Enhancing gamma-ray detection: Processing grooved microstructures on LYSO crystal with femtosecond laser.

Abstract

Background: Gamma-ray detection plays a crucial role in the fields of biomedicine, space exploration, national defense, and security. High-precision gamma photon detection relies on scintillation crystals, which attenuate gamma rays through mechanisms such as photoelectric effect and Compton scattering. These interactions generate light signals within the scintillation crystal, which are subsequently converted into electronic signals using photodetectors, enabling accurate readout, and analysis.

Purpose: Improving the readout efficiency of visible photons in crystal detectors can significantly improve the efficiency of gamma-ray detection. Scintillator crystals are usually hard and brittle materials, which are difficult to process. In this paper, we innovatively propose the method of using a femtosecond laser to process grooved microstructures on the light output surface of scintillator crystals to improve the detection efficiency, and thus enhance the comprehensive performance of gamma-ray detection.
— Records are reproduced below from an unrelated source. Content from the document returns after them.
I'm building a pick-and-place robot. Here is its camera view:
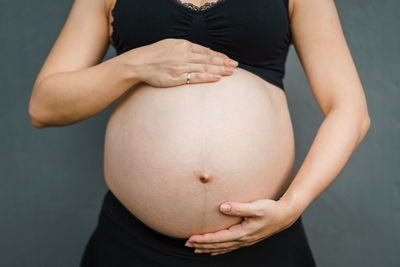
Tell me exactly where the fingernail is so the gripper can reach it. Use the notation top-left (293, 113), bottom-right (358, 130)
top-left (221, 203), bottom-right (231, 212)
top-left (185, 241), bottom-right (193, 247)
top-left (229, 60), bottom-right (238, 66)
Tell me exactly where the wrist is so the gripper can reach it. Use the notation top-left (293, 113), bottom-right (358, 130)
top-left (112, 52), bottom-right (144, 84)
top-left (278, 189), bottom-right (310, 217)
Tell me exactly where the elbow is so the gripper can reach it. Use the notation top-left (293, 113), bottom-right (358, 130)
top-left (350, 110), bottom-right (371, 147)
top-left (29, 82), bottom-right (49, 128)
top-left (28, 100), bottom-right (47, 128)
top-left (31, 119), bottom-right (46, 129)
top-left (361, 113), bottom-right (371, 134)
top-left (358, 110), bottom-right (371, 140)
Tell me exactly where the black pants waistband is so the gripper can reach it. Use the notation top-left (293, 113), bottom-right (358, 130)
top-left (92, 189), bottom-right (316, 264)
top-left (102, 189), bottom-right (192, 248)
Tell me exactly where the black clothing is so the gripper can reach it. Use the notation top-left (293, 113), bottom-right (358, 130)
top-left (80, 190), bottom-right (317, 266)
top-left (110, 0), bottom-right (292, 90)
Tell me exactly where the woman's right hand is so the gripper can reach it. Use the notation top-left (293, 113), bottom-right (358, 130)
top-left (121, 38), bottom-right (239, 87)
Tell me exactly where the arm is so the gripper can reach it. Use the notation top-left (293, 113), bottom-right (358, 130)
top-left (182, 0), bottom-right (371, 255)
top-left (279, 0), bottom-right (371, 215)
top-left (186, 0), bottom-right (370, 255)
top-left (28, 0), bottom-right (140, 128)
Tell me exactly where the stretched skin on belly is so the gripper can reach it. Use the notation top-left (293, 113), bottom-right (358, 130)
top-left (103, 67), bottom-right (295, 238)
Methods: Optical simulation software is first used to explore the enhancement of the light output performance by the grooved microstructures. Subsequently, a 5-dimension system for femtosecond laser processing of scintillator crystals was constructed, which can achieve accurate processing of grooved structures. Finally, the feasibility of the study was verified by applying grooved microstructure on crystal bars and crystal arrays.

Results: TracePro simulation results showed an average efficiency improvement in light output of 33.56% within the groove parameters: spacing from 20 to 140 µm, depth from 8 to 28 µm, and width from 10 to 30 µm. A custom-designed readout electronic system for gamma detection and a laser processing platform was then constructed to evaluate the feasibility of applying grooved structures to the lutetium-yttrium oxyorthosilicate (LYSO) crystal surface. According to the simulation results, 12 groups of crystal bars were fabricated with spacings from 60 to 140 µm, depths from 7 to 16 µm, and widths from 11 to 14 µm. Experimental results showed an average improvement of 20.4% in light output for the crystal bars, and that of the crystal arrays can be improved by 6.85% on average.

Conclusions: This study introduces a method of using femtosecond lasers to fabricate grooved microstructures on LYSO crystal surfaces, which has demonstrated a significant improvement in light output in both simulation and experimentation. This method can be applied to the production of crystal arrays at a low cost and on a large scale, showing promising potential for common gamma detection applications, such as medical imaging, industry, and astrophysics.